Prese la foto stampata di Michelle Young dal retro del suo taccuino e la fece scivolare sul tavolo, lasciando che Daphne la guardasse bene.
“Io … Io non credo,” disse Daphne, dopo un lungo istante, alzando lo sguardo. “Chi è?”
“Si chiama Michelle Young,” disse Zoe. “Riconosce questo nome?”
Daphne scosse la testa. “È … è la persona che pensate lo abbia fatto?”
C’era un accenno di paura nella sua voce, ma anche di speranza. Conoscere il colpevole sarebbe stato senza dubbio un sollievo. Un passo avanti per capire il motivo per cui sua sorella le fosse stata portata via. A Zoe dispiacque non poterle dare quel conforto.
“No, signora Troye,” disse Zoe, riprendendo la foto. “Abbiamo motivo di credere che questa donna possa essere un’altra vittima dello stesso assassino.”
Daphne rimase quasi senza fiato per un istante, come se avesse ricevuto un pugno nello stomaco. “Non è successo soltanto a Lorna?”
“Non possiamo ancora esserne assolutamente sicure,” disse Shelley con un tono consolatorio, una risposta programmata, frutto del suo periodo di addestramento. Mai garantire nulla prima che il caso sia chiuso. “Ma le scene del crimine presentano alcune similitudini. È una strada che stiamo vagliando.”
Daphne deglutì a fatica, e i suoi occhi caddero sulla tazza che aveva davanti. Non disse nient’altro. Sembrava che stesse avendo difficoltà a elaborare quell’informazione.
Zoe scambiò uno sguardo con Shelley. Aveva la sensazione che questa fosse la fine del loro interrogatorio, e quando Shelley le rivolse un leggero cenno, capì di avere ragione. “La ringrazio, signora Troye,” disse. “La lasciamo alle sue cose, ora. Se le viene in mente qualcos’altro, la prego di non esitare a contattarci.”
Non ci fu alcuna risposta dalla donna seduta di fronte a loro, tranne un leggero cenno del capo e una scrollata di spalle quasi impercettibile. Shelley e Zoe si alzarono, entrambe esitanti all’idea di lasciarla, sebbene sapessero che non fosse sola.
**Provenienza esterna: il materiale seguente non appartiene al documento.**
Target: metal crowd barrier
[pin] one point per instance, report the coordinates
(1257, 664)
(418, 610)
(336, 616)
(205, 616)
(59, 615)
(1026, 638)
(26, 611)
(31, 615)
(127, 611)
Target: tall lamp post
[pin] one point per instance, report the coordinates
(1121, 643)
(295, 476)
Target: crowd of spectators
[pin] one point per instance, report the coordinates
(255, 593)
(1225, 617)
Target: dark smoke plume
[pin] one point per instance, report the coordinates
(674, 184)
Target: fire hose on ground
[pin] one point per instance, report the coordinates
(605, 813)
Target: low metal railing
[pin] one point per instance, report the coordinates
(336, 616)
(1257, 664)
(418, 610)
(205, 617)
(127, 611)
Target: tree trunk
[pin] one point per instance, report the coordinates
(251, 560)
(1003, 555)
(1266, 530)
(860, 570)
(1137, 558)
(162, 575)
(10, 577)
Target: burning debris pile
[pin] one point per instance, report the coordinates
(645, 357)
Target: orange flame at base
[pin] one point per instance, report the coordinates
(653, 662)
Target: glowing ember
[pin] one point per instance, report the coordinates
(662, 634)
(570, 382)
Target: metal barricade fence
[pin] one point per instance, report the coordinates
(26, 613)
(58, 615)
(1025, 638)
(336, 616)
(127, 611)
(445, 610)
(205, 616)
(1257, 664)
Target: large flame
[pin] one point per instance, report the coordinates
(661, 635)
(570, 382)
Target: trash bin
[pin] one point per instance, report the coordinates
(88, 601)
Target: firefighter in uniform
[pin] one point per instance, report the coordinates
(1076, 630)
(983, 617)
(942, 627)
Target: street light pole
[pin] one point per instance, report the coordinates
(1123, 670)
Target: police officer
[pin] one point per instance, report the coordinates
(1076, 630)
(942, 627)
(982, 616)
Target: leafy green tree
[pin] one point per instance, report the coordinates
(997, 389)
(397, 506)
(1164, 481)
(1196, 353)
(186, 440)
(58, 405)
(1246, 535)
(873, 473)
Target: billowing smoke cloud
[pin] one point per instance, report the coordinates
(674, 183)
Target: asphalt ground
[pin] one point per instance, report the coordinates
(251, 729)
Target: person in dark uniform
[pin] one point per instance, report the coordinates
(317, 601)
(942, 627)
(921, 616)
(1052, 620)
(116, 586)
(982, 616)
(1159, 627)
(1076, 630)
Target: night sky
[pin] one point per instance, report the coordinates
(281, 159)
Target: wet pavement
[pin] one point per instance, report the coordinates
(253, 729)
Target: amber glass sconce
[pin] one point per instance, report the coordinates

Nella stanza che aveva la porta chiusa, sicuramente per dar loro un po’ di privacy, doveva esserci sua moglie; si sarebbero fatte forza a vicenda.
Anche se probabilmente l’avrebbero superata prima, almeno secondo l’esperienza di Zoe, se avessero avuto informazioni concrete sulla persona che aveva portato via la loro cara, e la possibilità di vedere fatta giustizia.
“Meglio andare alla centrale di polizia e allestire una sede per le indagini,” disse Zoe, facendo una pausa appena prima di entrare nell’auto a noleggio. “Abbiamo bisogno di trovare una pista il prima possibile. E a quanto pare abbiamo qualcuno da cui iniziare: Cora, l’amica di Lorna.”
“Magari saremo fortunate,” disse Shelley, facendo dell’umorismo nero. “Chissà, forse la colpevole è proprio lei.”
Ma mettendosi al volante, Zoe pensò tra sé e sé che non ci fosse alcuna possibilità di essere così fortunate.
CAPITOLO SETTE
“Ok,” disse Zoe, sistemandosi davanti al tavolo che avevano creato unendo due scrivanie. “Cos’abbiamo finora?”
Shelley diede un’occhiata ai documenti che avevano sparso su entrambi i lati del tavolo. Da una parte Michelle Young, dall’altra Lorna Troye. “Abbiamo due giovani donne, più o meno della stessa età. Entrambe uccise durante il giorno, il che dimostra un certo livello di sicurezza da parte dell’assassino. Entrambe nello stesso territorio, seppur in due diverse città, all’interno dello stesso Stato.